Des Weiteren dürfte das Rechtsschutzbedürfnis für den Antrag in Bezug auf die Maskenpflicht von Schülern auch deshalb nicht vorliegen, weil der Antragsteller zu 3 wegen der bis zum 3. September 2021 dauernden Sommerferien im Freistaat Sachsen bis zum Ende der Geltungsdauer der SchulKitaBetrEinschrVO am 25. August 2021 de facto gar nicht der in Rede stehenden Maskenpflicht ausgesetzt sein dürfte.
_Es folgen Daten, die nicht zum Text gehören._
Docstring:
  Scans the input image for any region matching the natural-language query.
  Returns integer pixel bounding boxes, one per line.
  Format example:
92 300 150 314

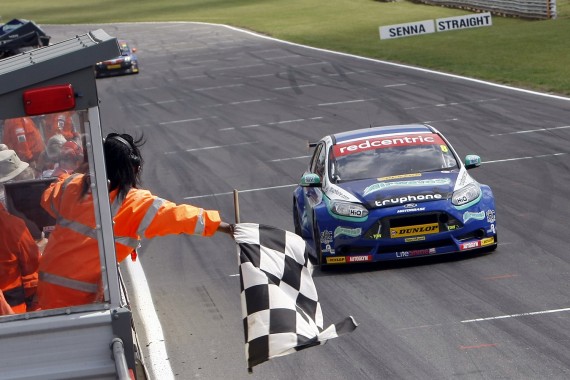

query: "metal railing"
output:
414 0 556 19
Soweit sich auch der Antragsteller zu 2 gegen die in § 4 Abs. 1 Satz 1 Nr. 1 und Nr. 3 SchulKitaBetrEinschrVO normierte Maskenpflicht in Schulen oder vor ihrem Eingangsbereich wendet, fehlt auch ihm das Rechtsschutzinteresse. Zwar besteht diese Maskenpflicht für Personen, die nicht zum Personal oder zum Kreis der Schüler gehören, auch dann fort, wenn die Sieben-Tage-Inzidenz unter den Schwellenwert von 35 gefallen ist (arg. § 4 Abs. 1 Satz 2 SchulKitaBetrEinschrVO). Aber der Antragsteller zu 2 hat - zumindest während der Sommerferien - keinen hinreichenden Anlass, sich dort aufzuhalten - und kann die Maskenpflicht insoweit ohne Weiteres vermeiden.